QuperSyncArchitecture

Architecture

QuperSync is built on Domain-Driven Design (DDD) principles with strict layer separation. The codebase is organized into three layers — domain, infrastructure, and interface — where each layer has clearly defined responsibilities and dependency rules.

Project Structure

cricut.quper.qupersync/ — Folder Structure

cricut.quper.qupersync/
├── domain/                  → Business logic (no external dependencies)
│   ├── entities/            → Core data models (pure Python dataclasses)
│   │   ├── cost_usage.py    → CostUsageRecord, CostUsageSummary
│   │   ├── redshift.py      → RedshiftTable, RedshiftQuery
│   │   └── sync_state.py    → SyncWatermark, SyncResult
│   ├── repositories/        → Abstract repository interfaces (ABCs)
│   │   ├── source.py        → RedshiftSourceRepository (abstract)
│   │   └── target.py        → PostgresTargetRepository (abstract)
│   └── services/            → Sync orchestration business logic
│       ├── sync_service.py  → Extract → Transform → Load orchestration
│       ├── watermark.py     → Incremental sync state management
│       └── validation.py    → Pre-flight schema validation
├── infrastructure/          → Database adapters (implements domain interfaces)
│   ├── redshift/            → Redshift source adapter
│   │   ├── connector.py     → redshift-connector connection pool
│   │   └── repository.py    → RedshiftSourceRepository implementation
│   └── postgres/            → PostgreSQL target adapter
│       ├── connector.py     → psycopg2 + SQLAlchemy connection
│       └── repository.py    → PostgresTargetRepository implementation
└── interface/               → HTTP API + scheduler entry points
    ├── api/                 → FastAPI route definitions
    │   ├── main.py          → App factory and router registration
    │   └── routes.py        → Sync job and scheduler API endpoints
    └── scheduler/           → APScheduler job definitions
        ├── setup.py         → AsyncIOScheduler initialization
        └── jobs.py          → Registered sync job functions

Layer Responsibilities

Domain Layer

The domain layer contains all business logic and has zero external dependencies — no database drivers, no HTTP clients, no framework imports.
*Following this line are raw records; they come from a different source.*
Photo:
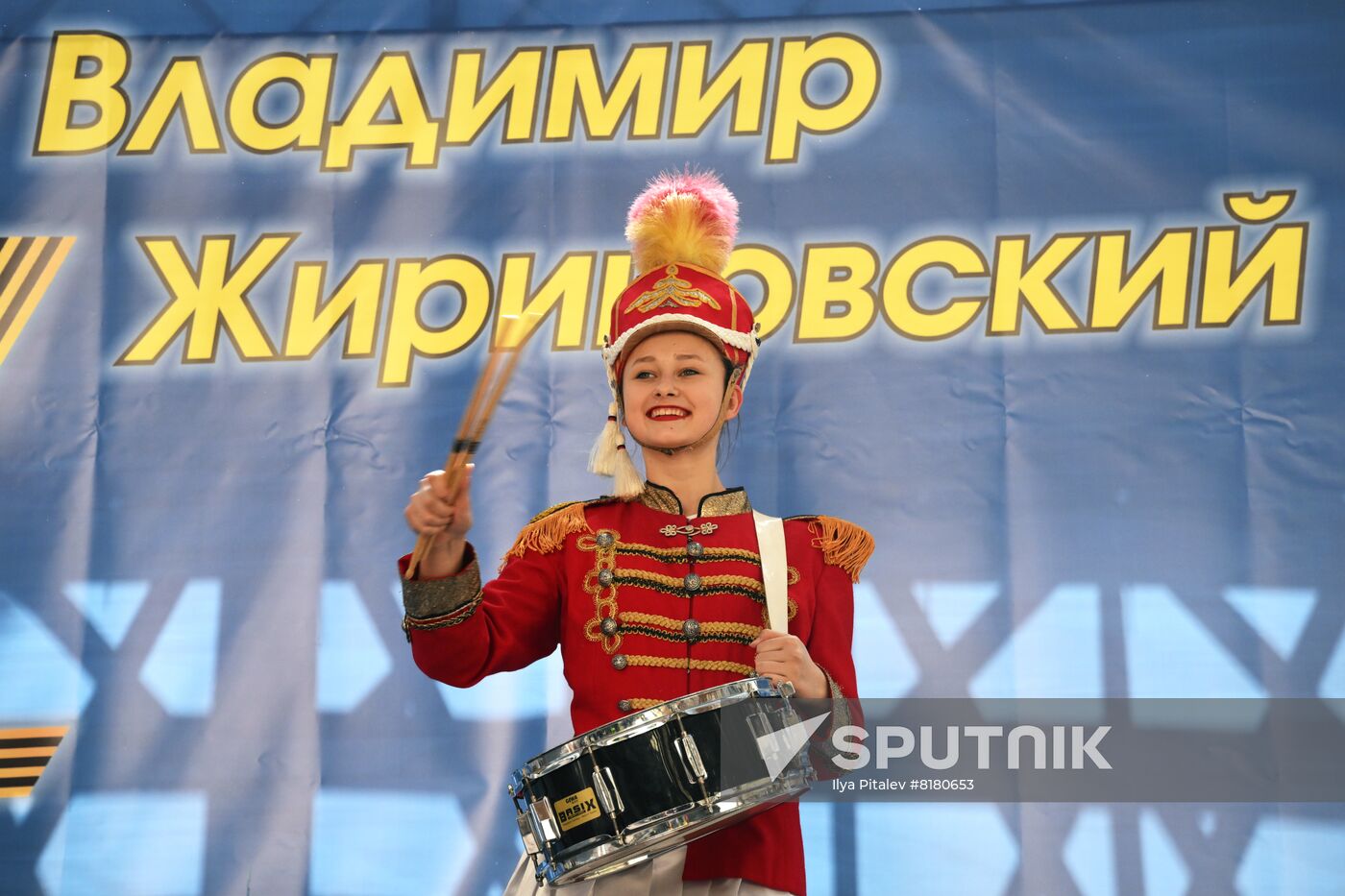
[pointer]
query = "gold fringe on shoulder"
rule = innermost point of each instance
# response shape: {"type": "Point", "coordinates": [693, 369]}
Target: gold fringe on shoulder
{"type": "Point", "coordinates": [549, 529]}
{"type": "Point", "coordinates": [843, 544]}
It defines:

Entities: Pure Python dataclasses representing the core data models. No ORM annotations — entities are framework-agnostic.
Repository Interfaces: Abstract base classes (ABCs) that define the contract for data access. The domain knows what data it needs but not how to fetch it.
Domain Services: Orchestration logic for the sync workflow. Services depend only on repository interfaces, not implementations.

Infrastructure Layer

The infrastructure layer implements the domain repository interfaces using real database drivers:

Redshift adapter: Uses redshift-connector (ODBC-based Python driver) to execute extraction queries
PostgreSQL adapter: Uses psycopg2 and SQLAlchemy Core for upsert operations

Interface Layer

The interface layer exposes the domain services to the outside world:

FastAPI API: REST endpoints for triggering syncs and managing scheduler jobs
APScheduler: AsyncIOScheduler that runs sync jobs on a configurable interval without blocking the API server

Key Architectural Decisions

Decision	Rationale
Domain has zero infrastructure imports	Domain services can be unit tested with mock repositories without any database. Tests run without Redshift or PostgreSQL connections.
Upsert over insert	INSERT ... ON CONFLICT DO UPDATE makes every sync run idempotent — safe to re-run after a failure without duplicating data.
AsyncIOScheduler	Runs in the same event loop as FastAPI so IO-bound sync operations yield correctly without spawning separate threads or processes.

Dependency Direction

Dependencies flow inward: interface → infrastructure → domain. The domain layer never imports from infrastructure or interface. This is the Dependency Inversion Principle — high-level business rules do not depend on low-level implementation details.